We can't just use the usual train/test cross validation technique.

### Leave-one-out cross validation

- Compute the Top-N recs for each user in our training data and intentionally remove one item from the list for each of them
- We then test the ability of the rec system to recommend that item that was left out for that user

It basically focus on measuring the ability to recommend an item from the top N list for each user that was left out in training

Hit-rate with this technique tends to be really small and difficult to measure with small datasets.

### Average Reciprocal Hit Rate (ARHR)

$$
\sum_{i=1}^{N} \frac{\frac{1}{rank_i}}{users}
$$

| Rank | Reciprocal |
| :-: | :-: |
| 5 | $\frac{1}{5}$ |
| 1 | 1 |
| 2 | $\frac{1}{2}$ |
| 4 | $\frac{1}{4}$ |

This metric is like hit rate, but it accounts for where in the top end list your hits appear. It gives more credit for successfully recommending an item in the top slot, than in the bottom slot.

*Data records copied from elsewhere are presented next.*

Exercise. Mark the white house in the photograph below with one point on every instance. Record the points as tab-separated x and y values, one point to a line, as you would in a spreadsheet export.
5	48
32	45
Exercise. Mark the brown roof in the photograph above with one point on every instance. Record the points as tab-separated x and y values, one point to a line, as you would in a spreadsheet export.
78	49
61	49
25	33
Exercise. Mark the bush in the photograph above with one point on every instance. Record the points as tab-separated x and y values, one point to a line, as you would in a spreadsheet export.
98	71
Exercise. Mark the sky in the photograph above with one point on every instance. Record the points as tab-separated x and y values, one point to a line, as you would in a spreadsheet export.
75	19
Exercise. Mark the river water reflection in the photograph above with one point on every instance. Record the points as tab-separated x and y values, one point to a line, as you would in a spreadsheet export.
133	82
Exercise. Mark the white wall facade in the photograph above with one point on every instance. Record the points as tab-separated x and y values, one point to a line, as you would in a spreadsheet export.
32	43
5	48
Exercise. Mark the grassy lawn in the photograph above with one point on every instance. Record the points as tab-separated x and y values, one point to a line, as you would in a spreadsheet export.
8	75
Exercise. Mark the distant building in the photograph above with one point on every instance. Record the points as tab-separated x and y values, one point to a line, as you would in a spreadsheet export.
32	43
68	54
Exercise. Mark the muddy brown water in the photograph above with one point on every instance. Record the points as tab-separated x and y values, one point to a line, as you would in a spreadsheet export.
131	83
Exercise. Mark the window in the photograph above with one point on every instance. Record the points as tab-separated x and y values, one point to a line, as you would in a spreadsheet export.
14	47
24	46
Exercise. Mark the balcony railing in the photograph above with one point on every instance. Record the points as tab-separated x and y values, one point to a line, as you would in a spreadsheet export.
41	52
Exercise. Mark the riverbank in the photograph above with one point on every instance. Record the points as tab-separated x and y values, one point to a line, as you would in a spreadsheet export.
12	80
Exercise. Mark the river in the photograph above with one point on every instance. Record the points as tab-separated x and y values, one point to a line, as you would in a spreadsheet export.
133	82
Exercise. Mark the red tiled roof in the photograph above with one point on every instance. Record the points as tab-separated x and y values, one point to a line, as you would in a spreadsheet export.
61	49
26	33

This is a more user-focused metric, since users tend to focus on the beginning of lists.

The only difference is that instead of summing up the number of hits, we sum up the reciprocal rank of each hit. So if we successfully predict a recommendation in slot three, that only counts as one-third. But a hit in slot one of our top end recommendations receives the full weight of 1.0. 

It penalises good recommendations that are too down in the list.

### Cumulative Hit Rate (cHR)

It sets a threshold and throws away predicted ratings below that threshold.

### Rating Hit Rate (rHR)

## Coverage

- It's the percentage of possible recommendations that the system is able to provide.
- It's the percentage of (user, item) pairs that can be predicted.

This measure is in constrast with accuracy. This measure can tell how quickly new items can appear in the recommendations.

## Diversity

It's a measure of variety of the recommended items.

A low-variety recommender system may just recommend episodes from the same programme or content of the same specific sub-genre.

$(1 - S)$

where $S$ is the average similarity between recommendation pairs

Diversity alone is not a good measure for a recommender system, because we could have a high-degree of diversity by recommending random items, and achieve poor result.

We could consider diversity as a parameter to take into account, and not as an absolute value to measure in isolation.

## Novelty

It's the measure of how popular/unknown a recommendation is.

Serendipity: an unplanned fortunate discovery.

Mean popularity ranking. It's a measure of new item being recommended. By just recommending new items, it doesn't mean it makes the recommendation better. Again, this alone is not a good measure, but can be used as a parameter to tune the recommender system.

You still want the recommender system to show a certain percentage of popular items.

We must strike the right balance between familiar items and new ones.

### The long tail

If we plot a graph where on the X axis we have all the items and the Y axis the popularity/frequency, we will see an exponential function, where very few items amount for the most popular ones to be consumed, and everything else represent niche items with low popularity. But if you combine all the item in the long tail, they would amount to the majority.

Items in the long tails represent niche interests, and the recommender system must be able to let users discover those items.

## Churn

Is the measure of how often do recommendations change for a given user.

It can also measure the sensitivity of the recommender system to change in user behaviour.

It measures the impact of change on the recommendation list.

At the low-end of the churn scale we have staleness. Showing the same recs to user may not be a great idea if the items are then not clicked at all. Randomisation can help, but even in this instance we need to strike the right balance.

## Responsivness

How quick the new user behaviour impacts the recommendation.

A highly responsive recommender systems means the changes are reflected instantly.

Highly responsive recommender are complex and hard to maintain and expensive.

As always, we need to strike the right balance based on the business needs.

## A/B Testing

Tune the recommender by putting it in front of real users.

### The surrogate Problem

Accurately predicted rating, not necessarily tranlsates into good recommendations.

## Perceived quality

Is a qualitative metric and it is measured by asking users if they think the recommendations are good.

Challenges are, you may not get enough data out of it, because it relies on users willing to respond to an online poll for example.